Why do bees pollinate plants? They gotta eat. The plant smells good or looks good, instinct kicks in because their nervous system responded in a positive way to these stimuli. Bee lands on plant. The plant itself survived through natural selection. The ones that look the way they do only look that way because the bees reacted to them more than other color configurations. The plant didn’t choose this, it’s just the genetic strain that got passed on the most.

Why do bees protect a hive? Probably feels right to them. There’s probably pleasure in swarming, maybe the noise, maybe the warmth, maybe the visuals of other bees, maybe the overload of chemicals they emit to one another, maybe their stingers itch in a good way, idk. They certainly don’t know why, it’s in their biology.

We function the same way.

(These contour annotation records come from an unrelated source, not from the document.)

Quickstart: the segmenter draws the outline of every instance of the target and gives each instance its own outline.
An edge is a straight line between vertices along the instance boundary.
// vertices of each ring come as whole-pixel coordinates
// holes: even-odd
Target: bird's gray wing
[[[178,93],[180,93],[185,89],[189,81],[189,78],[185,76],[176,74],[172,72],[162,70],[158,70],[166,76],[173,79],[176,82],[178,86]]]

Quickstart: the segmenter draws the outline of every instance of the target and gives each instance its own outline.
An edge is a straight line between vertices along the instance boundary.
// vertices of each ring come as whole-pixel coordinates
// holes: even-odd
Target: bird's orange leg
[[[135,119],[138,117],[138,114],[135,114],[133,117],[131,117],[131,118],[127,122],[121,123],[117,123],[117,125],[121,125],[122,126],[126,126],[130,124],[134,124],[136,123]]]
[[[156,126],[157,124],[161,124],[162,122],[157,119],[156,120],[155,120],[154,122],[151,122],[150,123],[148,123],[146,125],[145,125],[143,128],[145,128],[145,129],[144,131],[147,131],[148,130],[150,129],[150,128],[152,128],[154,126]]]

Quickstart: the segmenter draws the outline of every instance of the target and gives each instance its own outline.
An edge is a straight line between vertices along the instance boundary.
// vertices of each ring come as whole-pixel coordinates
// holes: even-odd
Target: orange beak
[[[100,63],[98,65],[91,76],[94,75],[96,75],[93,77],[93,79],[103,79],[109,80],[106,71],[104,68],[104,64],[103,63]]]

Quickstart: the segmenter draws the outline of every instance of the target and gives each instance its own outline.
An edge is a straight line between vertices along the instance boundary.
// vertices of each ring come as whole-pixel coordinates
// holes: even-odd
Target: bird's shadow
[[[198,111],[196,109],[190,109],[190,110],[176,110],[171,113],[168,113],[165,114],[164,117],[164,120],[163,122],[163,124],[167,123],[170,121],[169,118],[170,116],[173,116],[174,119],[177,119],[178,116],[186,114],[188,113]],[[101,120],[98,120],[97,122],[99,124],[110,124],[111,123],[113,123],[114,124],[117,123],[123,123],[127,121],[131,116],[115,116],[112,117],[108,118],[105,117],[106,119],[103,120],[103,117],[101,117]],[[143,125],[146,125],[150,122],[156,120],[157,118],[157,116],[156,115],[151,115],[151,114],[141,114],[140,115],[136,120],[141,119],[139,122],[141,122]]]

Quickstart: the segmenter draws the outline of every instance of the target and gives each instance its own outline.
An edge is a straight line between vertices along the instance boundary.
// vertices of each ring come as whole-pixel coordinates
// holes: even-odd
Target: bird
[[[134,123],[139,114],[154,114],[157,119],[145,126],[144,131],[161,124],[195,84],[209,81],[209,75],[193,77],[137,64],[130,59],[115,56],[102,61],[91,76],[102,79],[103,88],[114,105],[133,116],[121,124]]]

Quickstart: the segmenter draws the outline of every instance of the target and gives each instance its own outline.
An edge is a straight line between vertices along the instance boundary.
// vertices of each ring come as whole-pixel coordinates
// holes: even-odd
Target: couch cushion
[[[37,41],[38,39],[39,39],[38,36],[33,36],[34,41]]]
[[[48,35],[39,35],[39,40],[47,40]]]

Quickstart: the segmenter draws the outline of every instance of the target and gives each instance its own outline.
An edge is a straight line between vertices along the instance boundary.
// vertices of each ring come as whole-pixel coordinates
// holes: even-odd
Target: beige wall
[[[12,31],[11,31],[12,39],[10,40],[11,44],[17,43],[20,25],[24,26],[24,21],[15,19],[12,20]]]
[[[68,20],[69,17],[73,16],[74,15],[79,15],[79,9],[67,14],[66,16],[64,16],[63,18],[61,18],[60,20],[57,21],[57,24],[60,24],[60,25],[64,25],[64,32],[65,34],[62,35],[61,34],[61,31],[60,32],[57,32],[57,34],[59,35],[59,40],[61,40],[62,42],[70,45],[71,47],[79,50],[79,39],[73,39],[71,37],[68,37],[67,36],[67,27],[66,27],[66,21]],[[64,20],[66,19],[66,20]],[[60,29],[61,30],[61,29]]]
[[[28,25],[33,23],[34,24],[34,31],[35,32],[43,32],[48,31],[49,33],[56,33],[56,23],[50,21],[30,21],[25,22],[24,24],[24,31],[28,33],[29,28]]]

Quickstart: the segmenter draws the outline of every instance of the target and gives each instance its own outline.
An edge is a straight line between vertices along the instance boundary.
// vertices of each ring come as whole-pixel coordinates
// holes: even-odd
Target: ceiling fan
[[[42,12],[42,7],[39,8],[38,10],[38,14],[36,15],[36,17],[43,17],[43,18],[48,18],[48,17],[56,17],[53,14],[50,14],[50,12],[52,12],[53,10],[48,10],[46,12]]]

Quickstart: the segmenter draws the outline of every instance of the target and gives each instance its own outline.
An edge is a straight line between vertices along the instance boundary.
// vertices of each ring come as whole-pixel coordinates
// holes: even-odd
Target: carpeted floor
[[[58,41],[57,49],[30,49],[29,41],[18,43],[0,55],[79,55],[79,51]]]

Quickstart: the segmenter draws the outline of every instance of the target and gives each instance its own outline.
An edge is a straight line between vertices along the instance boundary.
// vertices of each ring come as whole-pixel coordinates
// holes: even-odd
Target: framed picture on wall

We’re animals too, but people like to pretend we’re not and they like to elevate humanity into its own category seperate from the rest of the planet.

Anonymous 0 Comments

Instinct, as I understand it, is how your unconscious nervous system (sympathetic nervous system) is wired via genetics and via learned behavior.

You have an entire system inside of you that has triggers. These triggers can be temperature, pressure, sound, visual, and even abstractly in the sense of mental trauma. Biologically speaking, your skin reacts to temperatures and there’s a range the sensory organs operate under. Within a certain threshold, warmth is pleasant. After a threshold, either another set of sensory systems activates, or the overload of temperature triggers pain and all of that activates your sympathetic nervous system which causes your heart to beat faster, adrenaline to be produced, muscles to contract and so forth.

To have an untaught instinct that fire bad is a biological thing that is inherent to all of us. It does not need to be taught. Our biology responds to it.

We can, however, overrule this instinct through conscious effort and positive association. If we wire ourselves to derive pleasure from fire and getting burned, then our sympathetic nervous system stops reacting in a flight or fight way.

We can override fear of heights, fear of food, fear of the dark and a myriad of other things.

We can also learn new ways to fear things. Trauma happens to us in ways not genitally predefined but become akin to fire and the like. Someone yelling at us will trigger a lot of the same reactions that a bear growling over us might and so instinct will think there’s a bear there and react accordingly.

Other animals have different biology with different sensors. They have different fears and different things they find pleasurable. Their instincts are different.

One might think, how does one know how to mate? To eat? To swim? How do animals know that? The word instinct gets thrown around a lot, but another system acts here called the parasympathetic system.

Same as your body reacts to pain, or temperature, or moisture, there’s responses to pleasure from aromas, visuals, textures and so on. When near a mate, an animal may feel pleasure from the pheramones it’s sensing, maybe that she bear looks real nice in that stream visually. One thing leads to another all because we’re going from one thing that “feels” right to another. All animals do this which usually leads to genitals rubbing on one another.

Why do bees pollinate plants? They gotta eat. The plant smells good or looks good, instinct kicks in because their nervous system responded in a positive way to these stimuli. Bee lands on plant. The plant itself survived through natural selection. The ones that look the way they do only look that way because the bees reacted to them more than other color configurations. The plant didn’t choose this, it’s just the genetic strain that got passed on the most.

Why do bees protect a hive? Probably feels right to them. There’s probably pleasure in swarming, maybe the noise, maybe the warmth, maybe the visuals of other bees, maybe the overload of chemicals they emit to one another, maybe their stingers itch in a good way, idk. They certainly don’t know why, it’s in their biology.

We function the same way. We’re animals too, but people like to pretend we’re not and they like to elevate humanity into its own category seperate from the rest of the planet.